The crumb you describe puzzles me.  After that much kneading, I would have expected a very uniform, smooth crumb, almost like a commercial sandwich loaf's crumb.  Some possibilities to consider: 1) Shaping did not produce an adequate gluten sheath.  2) The extended ferment (8 hours for an "very active" culture?) may have allowed the starter's acids to degrade the gluten in the dough.  How did the unbaked dough look/feel just before you put it into the oven?  How much had it expanded?

Paul

goer's picture
goer

At least soft till I start working out so I can knead this stuff. I do about 23lbs at a pop. Thanks for the info. I'll try soaking the cracked wheat tonight, as I plan on cooking tomorrow again. 

I do give the dough a relaxation time. You can feel it loosen up and relax. 

The crumb was as you mentioned very uniform. That's what I don't like. I wanted to see larger air pockets with the classic streaming upwards to escape the heat of the hearth. The unbaked dough was firm. It had expanded, but didn't double or anything. I add about 20% starter to the mix. I might try 30% to see what happens. You mentioned the CWheat tearing the gluten web. I had wondered about that and it it also prevented the bigger air pockets from forming.

Thank you very much.

 

PMcCool's picture
PMcCool

Some additional thoughts, goer:

1. The starter content, at about 20%, should be more than enough to leaven the dough in 8 hours of fermenting, assuming that ambient temperatures are higher than 70F/21C.  You have described the starter as "very active".  Could it be that the bread was actually over-proofed, instead of under-proofed?  In other words, that it had already expanded and fallen before going into the oven?

2. Unless you want shoulders like the Incredible Hulk's, you may want to consider a different kneading technique.  Click on the Handbook link at the top of the page to read about the stretch and fold technique.  It will be much easier with that large a dough mass than will the push-turn-fold-push method.  It will also help you in your quest to achieve a more open crumb.

3. While you have the handbook open, read about autolyse, too.  That will also cut down on the amount of kneading that is required.

4. While an open crumb structure can be achieved across a range of hydration levels, it is easier to do with a bread whose hydration is higher than with one whose hydration is lower.  How much water, by weight, does your dough contain, compared to the weight of flour?

Paul

d.sikes's picture
d.sikes

To confirm PMcCool's comments.

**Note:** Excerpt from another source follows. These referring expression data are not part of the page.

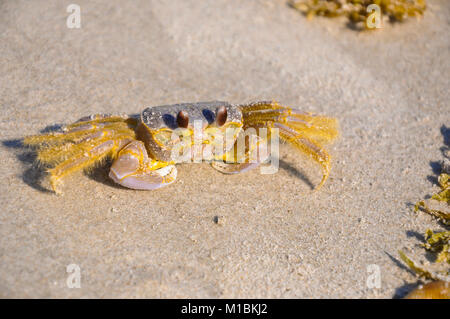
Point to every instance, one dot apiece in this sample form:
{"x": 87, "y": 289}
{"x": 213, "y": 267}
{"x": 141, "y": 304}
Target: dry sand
{"x": 275, "y": 237}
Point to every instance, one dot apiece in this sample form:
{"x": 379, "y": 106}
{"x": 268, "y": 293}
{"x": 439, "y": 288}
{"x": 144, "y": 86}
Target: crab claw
{"x": 133, "y": 169}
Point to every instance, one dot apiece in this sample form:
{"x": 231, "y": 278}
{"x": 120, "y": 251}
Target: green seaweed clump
{"x": 438, "y": 243}
{"x": 356, "y": 10}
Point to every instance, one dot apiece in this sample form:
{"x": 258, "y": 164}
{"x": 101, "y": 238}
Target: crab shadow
{"x": 32, "y": 174}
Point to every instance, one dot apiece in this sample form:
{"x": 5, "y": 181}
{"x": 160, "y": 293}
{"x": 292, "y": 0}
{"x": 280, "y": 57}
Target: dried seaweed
{"x": 357, "y": 10}
{"x": 439, "y": 242}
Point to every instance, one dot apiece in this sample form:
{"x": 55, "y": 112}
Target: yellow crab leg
{"x": 134, "y": 169}
{"x": 309, "y": 147}
{"x": 88, "y": 159}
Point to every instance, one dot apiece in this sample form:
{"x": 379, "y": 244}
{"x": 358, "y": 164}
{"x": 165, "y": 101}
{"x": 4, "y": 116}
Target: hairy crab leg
{"x": 304, "y": 131}
{"x": 88, "y": 159}
{"x": 321, "y": 129}
{"x": 307, "y": 146}
{"x": 82, "y": 145}
{"x": 134, "y": 169}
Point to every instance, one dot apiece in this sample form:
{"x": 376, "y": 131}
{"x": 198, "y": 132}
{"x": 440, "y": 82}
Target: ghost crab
{"x": 142, "y": 146}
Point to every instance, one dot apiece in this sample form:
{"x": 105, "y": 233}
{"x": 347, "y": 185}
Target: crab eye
{"x": 222, "y": 115}
{"x": 183, "y": 119}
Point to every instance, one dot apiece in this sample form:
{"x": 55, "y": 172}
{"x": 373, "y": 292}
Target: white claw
{"x": 131, "y": 169}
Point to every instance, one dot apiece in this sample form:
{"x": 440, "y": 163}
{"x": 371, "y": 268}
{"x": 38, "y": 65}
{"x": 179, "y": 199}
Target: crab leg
{"x": 82, "y": 145}
{"x": 89, "y": 158}
{"x": 304, "y": 131}
{"x": 134, "y": 169}
{"x": 307, "y": 146}
{"x": 321, "y": 129}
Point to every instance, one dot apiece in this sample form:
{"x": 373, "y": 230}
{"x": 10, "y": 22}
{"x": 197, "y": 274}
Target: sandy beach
{"x": 211, "y": 235}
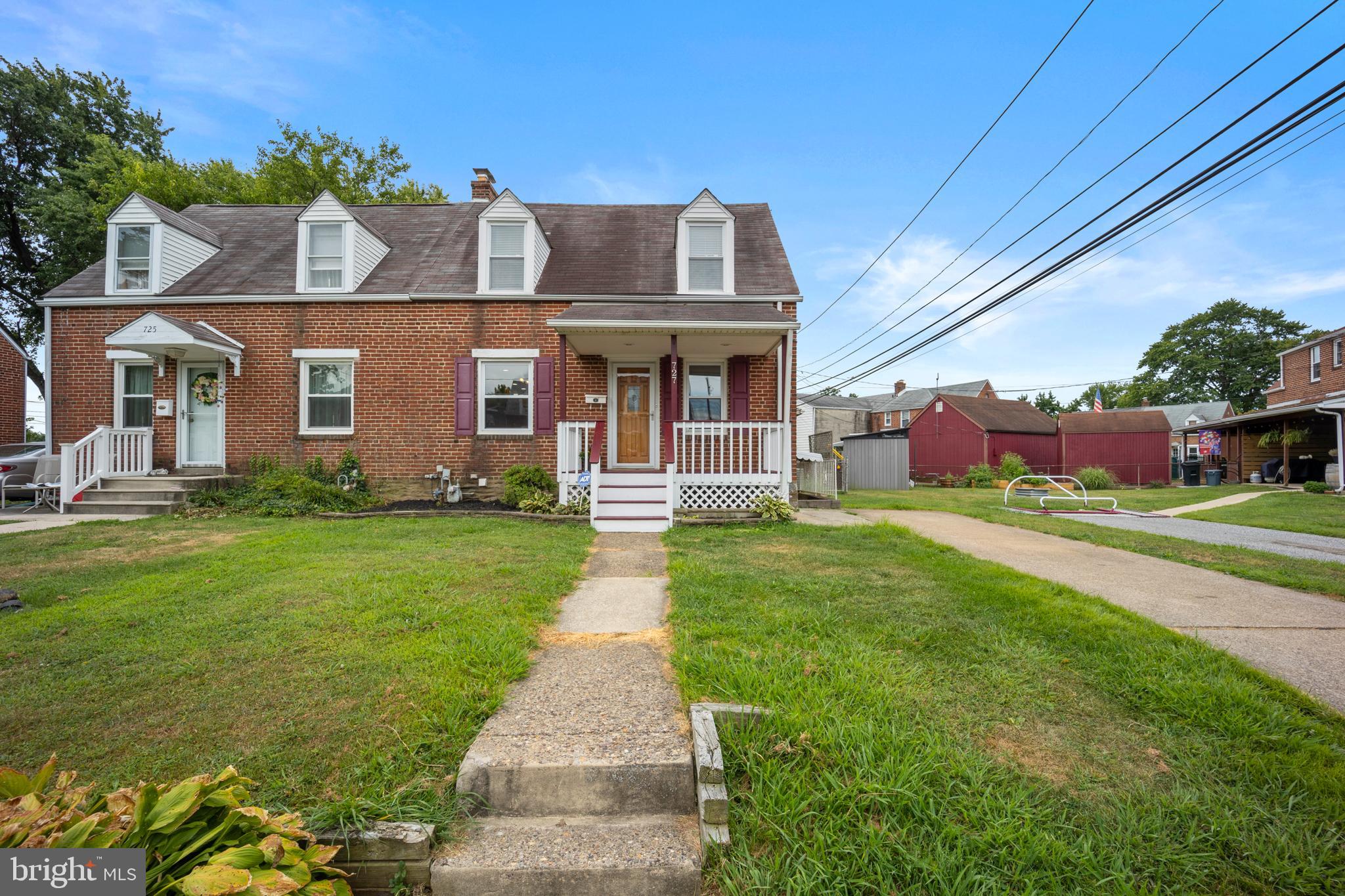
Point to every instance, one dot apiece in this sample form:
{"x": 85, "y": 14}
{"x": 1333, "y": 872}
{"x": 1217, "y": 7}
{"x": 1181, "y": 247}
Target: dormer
{"x": 151, "y": 247}
{"x": 337, "y": 249}
{"x": 513, "y": 249}
{"x": 705, "y": 247}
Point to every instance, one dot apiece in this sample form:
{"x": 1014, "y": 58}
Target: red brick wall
{"x": 14, "y": 387}
{"x": 404, "y": 381}
{"x": 1298, "y": 385}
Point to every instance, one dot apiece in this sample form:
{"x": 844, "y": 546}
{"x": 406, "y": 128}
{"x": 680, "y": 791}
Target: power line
{"x": 1029, "y": 191}
{"x": 1258, "y": 142}
{"x": 935, "y": 194}
{"x": 1107, "y": 174}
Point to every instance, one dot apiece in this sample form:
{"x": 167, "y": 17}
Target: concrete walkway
{"x": 1214, "y": 503}
{"x": 1294, "y": 636}
{"x": 584, "y": 778}
{"x": 1292, "y": 544}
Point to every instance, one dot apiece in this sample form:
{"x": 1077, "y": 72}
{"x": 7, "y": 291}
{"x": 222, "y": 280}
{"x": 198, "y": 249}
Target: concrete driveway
{"x": 1296, "y": 636}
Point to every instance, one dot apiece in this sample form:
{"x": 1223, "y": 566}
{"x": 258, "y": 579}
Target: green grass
{"x": 948, "y": 726}
{"x": 1315, "y": 576}
{"x": 346, "y": 666}
{"x": 1289, "y": 512}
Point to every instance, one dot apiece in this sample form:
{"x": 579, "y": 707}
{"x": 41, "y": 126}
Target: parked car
{"x": 18, "y": 461}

You have to realize that yeast and bacteria only thrive or move in liquid media. Therefore, if you have dry grain they will not be able to get to the grain to perform their magic. I would suggest, in addition to steeping the grain in warm water, that instead of adding more starter, mix and kneed for a while and then let the dough ferment for at least 18 hrs at around 20/70 deg. You should have good gluten formation. You may want to reduce the size of the cracked grain, this vastly increases the surface area the the bugs can attach to, also increase the Hydration of the mix because the grain will continue to absorb water. The longer you let it ferment,within reasosn, the better structure the dough will have. If it does not come off the side of the bowl in strings it probably hasen't developed the gluten enough. good luck D.

To clarify my above comments, I am a believer in the theory of using minimal amounts of starter/yeast, minimal mixing, and very long primary fermentation times (see Jim Lehay "My Bread") I routinely make great bread with the kind of structure the original poster is looking for. When I want to eat the bread the same day I start it, I use more traditional techniques using my Bomb proof Hobart stand Mixer.

David 

 

goer's picture
goer

I increased the hydration by a bakers percentage of 2% and things really really changed. Much better now. Might add more water to see what will happen. I'll post pictures someday, but don't have a net photo account anywhere. Thanks for all of ya'lls helpful suggestions.